La première question qui a été posée conjointement aux organisateurs du Festival Gnaoua et de Jazzablanca lors de leurs conférences de presse respectives, était pourquoi ces deux festivals ont-ils lieu en même temps cette année. La formulation même de la question était lourde d’insinuations, l’un des deux festivals au moins étant sensé y perdre quelque chose. Pourtant, avec un joli pied de nez aux « haters » qui continueront de l’être, Essaouira et Casablanca ont fait carton plein pour leur édition 2023, chacune à sa manière.
A Essaouira d’abord, prime à l’ancienneté oblige et après une (trop) longue parenthèse à cause de la pandémie de la Covid19, le Festival Gnaoua des Musiques du Monde a explosé les compteurs avec près de 300 000 festivaliers selon les organisateurs. Les grandes fusions et les mâalems étaient de retour, Hoba Hoba Spirit, quasi-emblème du Festival aussi, les riads étaient pleins et tous les commerces de la ville ont eu leur lot de visiteurs. On avait presque oublié ce phénomène alchimique qui se produit entre les remparts, le vent, la mer, la musique et les âmes à Essaouira, le temps d’un week-end.

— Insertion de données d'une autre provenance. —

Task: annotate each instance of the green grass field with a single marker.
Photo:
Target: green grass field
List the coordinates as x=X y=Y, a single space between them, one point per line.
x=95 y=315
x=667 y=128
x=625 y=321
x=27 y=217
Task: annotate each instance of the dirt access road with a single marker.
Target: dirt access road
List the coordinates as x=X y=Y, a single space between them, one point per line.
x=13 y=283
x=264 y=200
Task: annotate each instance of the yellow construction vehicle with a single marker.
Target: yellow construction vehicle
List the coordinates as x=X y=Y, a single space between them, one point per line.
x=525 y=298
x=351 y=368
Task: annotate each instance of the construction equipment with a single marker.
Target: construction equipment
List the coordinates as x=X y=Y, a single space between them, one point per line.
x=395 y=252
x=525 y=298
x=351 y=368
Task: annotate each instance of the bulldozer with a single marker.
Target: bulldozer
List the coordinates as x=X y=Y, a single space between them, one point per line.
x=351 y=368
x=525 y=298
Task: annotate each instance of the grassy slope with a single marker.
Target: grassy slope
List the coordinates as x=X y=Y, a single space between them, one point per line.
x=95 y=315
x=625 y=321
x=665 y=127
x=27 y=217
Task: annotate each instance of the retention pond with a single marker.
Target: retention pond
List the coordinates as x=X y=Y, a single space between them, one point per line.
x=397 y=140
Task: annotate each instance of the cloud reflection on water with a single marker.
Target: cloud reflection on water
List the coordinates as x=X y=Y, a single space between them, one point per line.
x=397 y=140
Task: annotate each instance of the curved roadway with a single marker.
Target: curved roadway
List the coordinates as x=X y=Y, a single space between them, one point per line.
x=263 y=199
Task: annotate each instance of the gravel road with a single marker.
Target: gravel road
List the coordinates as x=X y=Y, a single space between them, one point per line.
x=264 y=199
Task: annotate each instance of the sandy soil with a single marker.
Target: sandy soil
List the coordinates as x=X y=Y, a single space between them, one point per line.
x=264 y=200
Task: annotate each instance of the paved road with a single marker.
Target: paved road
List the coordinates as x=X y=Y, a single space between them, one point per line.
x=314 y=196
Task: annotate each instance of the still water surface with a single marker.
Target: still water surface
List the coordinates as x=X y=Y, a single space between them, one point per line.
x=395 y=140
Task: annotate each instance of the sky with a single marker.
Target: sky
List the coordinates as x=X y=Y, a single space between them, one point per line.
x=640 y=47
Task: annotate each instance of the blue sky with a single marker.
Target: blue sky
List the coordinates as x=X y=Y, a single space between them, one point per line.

A Casablanca, l’effet de Jazzablanca est tout autre. Alors qu’à Essaouira le Festival englobe la ville, Jazzablanca est une bulle d’oxygène pour les Casablancais, dans son nouvel écrin désormais indissociable de son identité, Anfapark. Tout y est organisé au laser pour une expérience offerte aux festivaliers qui n’a rien à envier aux meilleurs standards internationaux, de l’entrée à la restauration, en passant par la sécurité irréprochable. Mais surtout, parce que ce sont de véritables mélomanes qui en sont aux commandes, Jazzablanca nous a offert une programmation aussi festive que pointue.
Malgré cela, pour beaucoup de critiques bien-pensants, ces festivals ne méritent pas tout ce grabuge au prétexte qu’ils ne bénéficient pas aux Marocains dans leur ensemble ou encore qu’ils ne constituent pas des priorités face aux autres problèmes structurels ou conjoncturels du moment, comme l’inflation ou la baisse du pouvoir d’achat. En somme, nous devrions nous recroqueviller sur nous-mêmes et encaisser les coups durs de la vie en attendant d’être suffisamment repus pour consommer de la culture. On balaye ainsi d’un revers de tweet, toutes les retombées économiques directes de ces organisations qui font appel à des dizaines de prestataires techniques notamment, et donc à des centaines de techniciens, d’employés de la restauration, de l’hôtellerie etc. On balaye également le fait que notre jeunesse, hyper connectée via les réseaux sociaux, lève le nez de ses écrans et entend parler peut-être pour la première fois de Mahmoud Darwich à Essaouira ou à la chance de découvrir Nile Rodgers qui a composé la chanson « Cuff It » de Beyoncé sur laquelle les ados ont fait des milliers de chorégraphies sur TikTok. Certaines choses ne se quantifient pas en monnaie sonnante et trébuchante. Comme lorsque Beth Hart et Mika clament haut et fort sur scène leur gratitude envers les Marocains pour leur accueil et leur hospitalité, ou que le prodige gnaoui marocain Mehdi Nassouli raconte pendant son concert à quel point les membres du groupe new-yorkais Antibalas ont savouré les tajines de la médina.
Les images et séquences des concerts à Essaouira et Casablanca, partagées en nombre sur les réseaux sociaux, mettent en scène des visages heureux, souriants, des corps dansants, et des Marocains qui dodelinent de la tête. En réalité, il n’en faut pas plus pour qualifier ces deux Festivals de franc succès.
Comme disait Bob Marley dans un de ses textes “one good thing about music, when it hits you feel no pain”.